Hi Ken & Jen & Pudding aka Gaspode

Hope you have a loverly time wish we were comming with you


----------



## gaspode (May 9, 2005)

Hi Grizzly

Thanks for the good wishes, will keep a running total of mozzies nuked!

Hi Jacquie

Seen your rally pictures - wish we could have been there, when are you doing it again? By the way, the NT place I was trying to remember for the car rally is Charlecote Park, not the place I thought. We are there on the 26th with a bit of luck.

Gaspode


----------



## juliepoolie (May 9, 2005)

Hi Gaspode, 8)

Have a great time - we were at the Italian Lakes about 8 weeks ago and had a great time! We didn't see many Brits along the way - i think they were all keeping warm in Spain, it was pretty cold at the time!
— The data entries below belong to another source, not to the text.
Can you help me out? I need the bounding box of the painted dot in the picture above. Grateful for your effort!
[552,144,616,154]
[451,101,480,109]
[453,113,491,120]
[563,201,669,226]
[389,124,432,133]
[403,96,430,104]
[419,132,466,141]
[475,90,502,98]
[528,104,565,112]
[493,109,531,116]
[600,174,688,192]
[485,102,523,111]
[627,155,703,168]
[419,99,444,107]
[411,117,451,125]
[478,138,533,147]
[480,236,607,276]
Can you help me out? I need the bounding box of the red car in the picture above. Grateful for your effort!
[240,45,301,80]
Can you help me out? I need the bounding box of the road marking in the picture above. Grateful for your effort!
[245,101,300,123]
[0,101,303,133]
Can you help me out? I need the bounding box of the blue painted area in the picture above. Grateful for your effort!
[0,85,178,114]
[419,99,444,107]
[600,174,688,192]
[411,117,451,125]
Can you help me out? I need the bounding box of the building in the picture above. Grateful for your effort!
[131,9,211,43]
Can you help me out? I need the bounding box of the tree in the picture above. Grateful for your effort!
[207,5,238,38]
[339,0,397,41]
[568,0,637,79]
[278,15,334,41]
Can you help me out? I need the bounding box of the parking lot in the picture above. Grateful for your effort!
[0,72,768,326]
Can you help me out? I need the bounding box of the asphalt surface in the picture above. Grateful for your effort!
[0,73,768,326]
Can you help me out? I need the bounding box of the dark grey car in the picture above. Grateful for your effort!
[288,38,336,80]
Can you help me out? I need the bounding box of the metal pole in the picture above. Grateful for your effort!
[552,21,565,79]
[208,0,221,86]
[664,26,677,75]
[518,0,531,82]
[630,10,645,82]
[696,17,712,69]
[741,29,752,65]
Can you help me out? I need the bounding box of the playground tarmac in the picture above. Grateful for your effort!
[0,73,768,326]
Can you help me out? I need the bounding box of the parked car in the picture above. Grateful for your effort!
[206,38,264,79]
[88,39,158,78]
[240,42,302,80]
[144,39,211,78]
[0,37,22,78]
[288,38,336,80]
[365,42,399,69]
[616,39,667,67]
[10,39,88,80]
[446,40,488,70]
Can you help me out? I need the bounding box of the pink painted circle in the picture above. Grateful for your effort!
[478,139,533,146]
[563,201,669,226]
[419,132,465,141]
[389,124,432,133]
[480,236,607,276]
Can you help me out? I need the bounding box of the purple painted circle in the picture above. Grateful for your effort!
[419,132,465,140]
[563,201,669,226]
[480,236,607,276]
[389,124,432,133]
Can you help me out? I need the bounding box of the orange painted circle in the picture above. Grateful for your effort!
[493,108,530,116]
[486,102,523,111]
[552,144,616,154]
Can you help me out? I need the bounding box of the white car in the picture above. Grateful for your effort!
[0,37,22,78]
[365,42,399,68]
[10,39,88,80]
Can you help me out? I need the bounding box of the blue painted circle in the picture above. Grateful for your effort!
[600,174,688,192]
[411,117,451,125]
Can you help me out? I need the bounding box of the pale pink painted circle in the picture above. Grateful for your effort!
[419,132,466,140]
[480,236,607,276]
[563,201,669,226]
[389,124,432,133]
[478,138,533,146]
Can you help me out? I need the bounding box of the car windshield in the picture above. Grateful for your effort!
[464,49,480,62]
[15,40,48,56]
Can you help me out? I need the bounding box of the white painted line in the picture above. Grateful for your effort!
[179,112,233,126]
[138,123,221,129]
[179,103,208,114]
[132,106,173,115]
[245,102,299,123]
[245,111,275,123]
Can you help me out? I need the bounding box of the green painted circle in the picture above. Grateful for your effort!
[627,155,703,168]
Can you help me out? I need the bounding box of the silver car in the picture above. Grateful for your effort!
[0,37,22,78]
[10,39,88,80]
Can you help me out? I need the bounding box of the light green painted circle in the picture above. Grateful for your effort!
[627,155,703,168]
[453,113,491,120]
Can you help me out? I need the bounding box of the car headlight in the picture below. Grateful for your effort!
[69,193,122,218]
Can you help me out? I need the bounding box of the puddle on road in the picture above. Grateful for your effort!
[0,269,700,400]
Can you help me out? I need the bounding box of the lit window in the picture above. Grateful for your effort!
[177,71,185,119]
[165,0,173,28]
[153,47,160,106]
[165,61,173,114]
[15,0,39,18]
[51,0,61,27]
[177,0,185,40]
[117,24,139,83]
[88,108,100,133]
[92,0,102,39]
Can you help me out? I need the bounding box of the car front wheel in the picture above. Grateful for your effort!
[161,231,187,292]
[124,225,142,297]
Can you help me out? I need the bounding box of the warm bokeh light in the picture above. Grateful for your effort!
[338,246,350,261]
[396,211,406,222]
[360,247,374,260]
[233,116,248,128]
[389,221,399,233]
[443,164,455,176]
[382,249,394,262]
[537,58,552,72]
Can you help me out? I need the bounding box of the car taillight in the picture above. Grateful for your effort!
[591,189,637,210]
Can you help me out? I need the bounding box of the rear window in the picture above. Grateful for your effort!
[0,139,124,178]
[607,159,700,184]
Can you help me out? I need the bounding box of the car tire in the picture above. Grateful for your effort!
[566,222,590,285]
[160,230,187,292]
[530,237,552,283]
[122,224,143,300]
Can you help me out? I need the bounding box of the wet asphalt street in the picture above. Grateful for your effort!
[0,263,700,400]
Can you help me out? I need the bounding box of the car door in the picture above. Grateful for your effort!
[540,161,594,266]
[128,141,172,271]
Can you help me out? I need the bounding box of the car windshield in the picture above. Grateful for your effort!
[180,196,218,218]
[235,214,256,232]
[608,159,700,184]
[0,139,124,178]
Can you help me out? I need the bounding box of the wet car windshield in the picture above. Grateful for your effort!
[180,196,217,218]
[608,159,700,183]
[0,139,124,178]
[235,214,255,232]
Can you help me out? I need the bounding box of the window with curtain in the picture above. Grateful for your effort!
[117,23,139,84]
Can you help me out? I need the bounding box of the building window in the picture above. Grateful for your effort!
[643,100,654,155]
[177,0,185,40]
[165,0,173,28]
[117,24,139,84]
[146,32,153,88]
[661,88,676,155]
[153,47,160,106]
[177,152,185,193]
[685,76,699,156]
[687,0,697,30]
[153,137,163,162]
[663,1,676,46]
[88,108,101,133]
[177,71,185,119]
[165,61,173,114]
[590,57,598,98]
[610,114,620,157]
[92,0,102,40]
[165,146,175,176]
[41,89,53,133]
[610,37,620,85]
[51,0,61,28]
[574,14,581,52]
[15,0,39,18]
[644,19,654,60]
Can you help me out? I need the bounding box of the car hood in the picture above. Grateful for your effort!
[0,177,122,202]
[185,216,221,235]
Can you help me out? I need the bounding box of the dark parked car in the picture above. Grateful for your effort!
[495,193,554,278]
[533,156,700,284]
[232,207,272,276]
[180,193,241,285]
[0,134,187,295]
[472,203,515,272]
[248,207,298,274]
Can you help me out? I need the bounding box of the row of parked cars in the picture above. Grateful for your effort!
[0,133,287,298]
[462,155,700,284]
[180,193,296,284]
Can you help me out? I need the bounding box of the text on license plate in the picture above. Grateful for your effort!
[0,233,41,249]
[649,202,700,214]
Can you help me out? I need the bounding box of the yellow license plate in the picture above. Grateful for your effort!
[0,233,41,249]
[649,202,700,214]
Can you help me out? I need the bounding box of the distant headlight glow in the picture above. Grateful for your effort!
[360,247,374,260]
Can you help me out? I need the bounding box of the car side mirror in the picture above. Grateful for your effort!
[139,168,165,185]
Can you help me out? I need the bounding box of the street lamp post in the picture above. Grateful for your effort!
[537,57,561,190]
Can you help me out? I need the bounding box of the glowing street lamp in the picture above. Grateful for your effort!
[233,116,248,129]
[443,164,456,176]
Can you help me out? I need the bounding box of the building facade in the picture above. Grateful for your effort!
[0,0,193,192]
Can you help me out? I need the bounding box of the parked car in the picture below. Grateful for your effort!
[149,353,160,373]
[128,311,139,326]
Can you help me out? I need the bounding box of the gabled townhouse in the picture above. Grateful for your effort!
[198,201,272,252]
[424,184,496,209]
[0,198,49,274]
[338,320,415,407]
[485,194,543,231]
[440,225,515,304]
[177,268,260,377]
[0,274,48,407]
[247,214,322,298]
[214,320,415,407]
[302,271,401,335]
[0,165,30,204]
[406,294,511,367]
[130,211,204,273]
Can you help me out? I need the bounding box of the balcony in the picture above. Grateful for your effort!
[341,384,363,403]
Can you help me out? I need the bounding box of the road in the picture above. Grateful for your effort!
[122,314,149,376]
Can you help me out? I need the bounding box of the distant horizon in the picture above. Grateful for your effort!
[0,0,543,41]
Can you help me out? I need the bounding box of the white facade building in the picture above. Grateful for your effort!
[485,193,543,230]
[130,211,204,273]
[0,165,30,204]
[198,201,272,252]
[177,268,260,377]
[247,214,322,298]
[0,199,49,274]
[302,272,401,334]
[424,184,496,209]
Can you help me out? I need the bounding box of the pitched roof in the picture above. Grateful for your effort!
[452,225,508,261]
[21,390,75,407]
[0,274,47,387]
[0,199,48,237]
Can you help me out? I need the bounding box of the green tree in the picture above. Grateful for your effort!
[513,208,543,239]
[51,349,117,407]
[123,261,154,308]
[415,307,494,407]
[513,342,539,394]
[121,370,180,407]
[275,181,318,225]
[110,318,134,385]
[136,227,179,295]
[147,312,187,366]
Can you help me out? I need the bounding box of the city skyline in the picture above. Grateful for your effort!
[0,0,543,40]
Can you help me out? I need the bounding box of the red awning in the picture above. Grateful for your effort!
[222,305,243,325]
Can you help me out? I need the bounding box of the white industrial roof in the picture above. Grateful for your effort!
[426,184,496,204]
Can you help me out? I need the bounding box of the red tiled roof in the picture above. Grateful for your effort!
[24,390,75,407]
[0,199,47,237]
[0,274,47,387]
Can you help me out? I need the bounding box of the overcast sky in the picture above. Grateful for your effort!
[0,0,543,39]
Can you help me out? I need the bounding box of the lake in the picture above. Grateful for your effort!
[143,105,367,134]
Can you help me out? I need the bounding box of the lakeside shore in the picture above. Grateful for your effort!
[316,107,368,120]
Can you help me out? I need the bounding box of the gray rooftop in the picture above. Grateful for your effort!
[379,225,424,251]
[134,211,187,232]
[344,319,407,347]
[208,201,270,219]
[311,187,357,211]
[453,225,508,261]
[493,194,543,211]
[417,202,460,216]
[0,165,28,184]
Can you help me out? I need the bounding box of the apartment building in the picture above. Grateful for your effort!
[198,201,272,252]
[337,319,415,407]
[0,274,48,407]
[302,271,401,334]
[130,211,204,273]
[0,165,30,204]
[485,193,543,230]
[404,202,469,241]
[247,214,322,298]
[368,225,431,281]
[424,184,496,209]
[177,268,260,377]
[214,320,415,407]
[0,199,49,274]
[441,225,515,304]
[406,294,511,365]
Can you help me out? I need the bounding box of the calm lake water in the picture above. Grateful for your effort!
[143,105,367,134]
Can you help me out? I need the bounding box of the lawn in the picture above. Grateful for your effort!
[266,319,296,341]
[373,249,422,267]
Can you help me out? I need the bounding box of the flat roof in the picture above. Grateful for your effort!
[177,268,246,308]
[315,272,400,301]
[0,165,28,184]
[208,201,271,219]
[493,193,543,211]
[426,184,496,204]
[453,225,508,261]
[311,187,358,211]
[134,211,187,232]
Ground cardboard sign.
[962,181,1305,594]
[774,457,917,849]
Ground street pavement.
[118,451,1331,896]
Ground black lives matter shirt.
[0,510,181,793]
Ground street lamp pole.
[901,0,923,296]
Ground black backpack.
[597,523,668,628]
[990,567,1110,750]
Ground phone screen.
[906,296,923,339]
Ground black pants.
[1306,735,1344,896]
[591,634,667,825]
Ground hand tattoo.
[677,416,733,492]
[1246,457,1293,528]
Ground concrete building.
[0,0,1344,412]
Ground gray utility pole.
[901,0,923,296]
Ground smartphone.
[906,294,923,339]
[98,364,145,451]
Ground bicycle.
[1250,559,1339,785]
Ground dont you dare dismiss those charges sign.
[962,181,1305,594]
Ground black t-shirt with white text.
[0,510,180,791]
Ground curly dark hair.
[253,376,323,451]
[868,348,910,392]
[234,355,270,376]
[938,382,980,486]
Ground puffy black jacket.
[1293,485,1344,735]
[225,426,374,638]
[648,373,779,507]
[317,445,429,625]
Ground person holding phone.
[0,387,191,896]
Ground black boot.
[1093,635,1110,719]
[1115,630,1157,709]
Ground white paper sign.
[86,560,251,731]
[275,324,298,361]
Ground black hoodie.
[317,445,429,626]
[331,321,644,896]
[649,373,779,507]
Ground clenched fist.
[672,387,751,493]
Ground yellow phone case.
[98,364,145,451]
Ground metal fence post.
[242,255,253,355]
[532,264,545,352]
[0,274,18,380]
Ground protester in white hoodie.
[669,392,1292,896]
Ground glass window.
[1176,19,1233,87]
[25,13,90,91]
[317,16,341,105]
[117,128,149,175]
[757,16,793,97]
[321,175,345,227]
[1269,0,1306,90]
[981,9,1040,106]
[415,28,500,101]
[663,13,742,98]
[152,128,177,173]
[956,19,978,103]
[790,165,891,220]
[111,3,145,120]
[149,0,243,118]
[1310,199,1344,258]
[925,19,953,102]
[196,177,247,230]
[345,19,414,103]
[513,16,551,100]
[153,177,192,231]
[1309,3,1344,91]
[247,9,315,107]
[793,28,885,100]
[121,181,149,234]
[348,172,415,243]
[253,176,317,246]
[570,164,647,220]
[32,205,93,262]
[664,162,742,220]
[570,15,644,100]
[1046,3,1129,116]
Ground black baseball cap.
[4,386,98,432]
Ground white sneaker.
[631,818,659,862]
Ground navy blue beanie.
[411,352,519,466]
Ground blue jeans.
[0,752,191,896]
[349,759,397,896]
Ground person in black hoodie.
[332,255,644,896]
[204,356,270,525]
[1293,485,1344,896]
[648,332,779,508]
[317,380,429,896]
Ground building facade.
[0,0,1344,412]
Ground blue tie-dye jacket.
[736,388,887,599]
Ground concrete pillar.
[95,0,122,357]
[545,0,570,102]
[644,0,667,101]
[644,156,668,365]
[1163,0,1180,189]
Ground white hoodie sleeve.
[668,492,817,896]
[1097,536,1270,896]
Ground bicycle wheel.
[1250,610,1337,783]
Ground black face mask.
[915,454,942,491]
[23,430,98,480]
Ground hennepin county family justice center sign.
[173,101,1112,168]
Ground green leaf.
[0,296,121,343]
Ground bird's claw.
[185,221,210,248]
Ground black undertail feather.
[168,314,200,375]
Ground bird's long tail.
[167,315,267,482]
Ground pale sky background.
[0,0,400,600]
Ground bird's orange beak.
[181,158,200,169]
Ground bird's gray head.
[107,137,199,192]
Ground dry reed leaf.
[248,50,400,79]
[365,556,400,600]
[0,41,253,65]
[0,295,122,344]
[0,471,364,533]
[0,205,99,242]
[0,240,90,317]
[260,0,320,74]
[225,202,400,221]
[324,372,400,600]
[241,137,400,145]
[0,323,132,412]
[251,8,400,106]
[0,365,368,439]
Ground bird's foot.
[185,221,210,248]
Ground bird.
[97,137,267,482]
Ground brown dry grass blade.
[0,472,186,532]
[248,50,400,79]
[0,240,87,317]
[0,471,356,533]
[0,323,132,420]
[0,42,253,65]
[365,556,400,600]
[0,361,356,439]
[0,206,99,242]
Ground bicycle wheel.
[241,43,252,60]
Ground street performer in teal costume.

Let us know how you get on, and yes - watch out for the mossies - they are big!!

All the best,

Julie

P.S Photos of lake garda plus other Italy ones, on our personal travel website, www.globe-hopping.com.


----------



## suedew (May 10, 2005)

*as topic*

have a great time, also off to lakes saturday, but no motorhome as yet, so flying, will be at lake maggiore for 10 days. 
sue n john


----------



## gaspode (May 9, 2005)

Hi Julie

Thanks for the good wishes, hopefully the temperature has increased now (also the mossies no doubt).

Sue/John

Perhaps we could offer you a lift, not as quick but probably more entertaining. We plan to visit Maggiore, probably first stop so look out for us around mid-week, we are in an Ahorn 611coachbuilt reg. Y166 LRX.

Gaspode


----------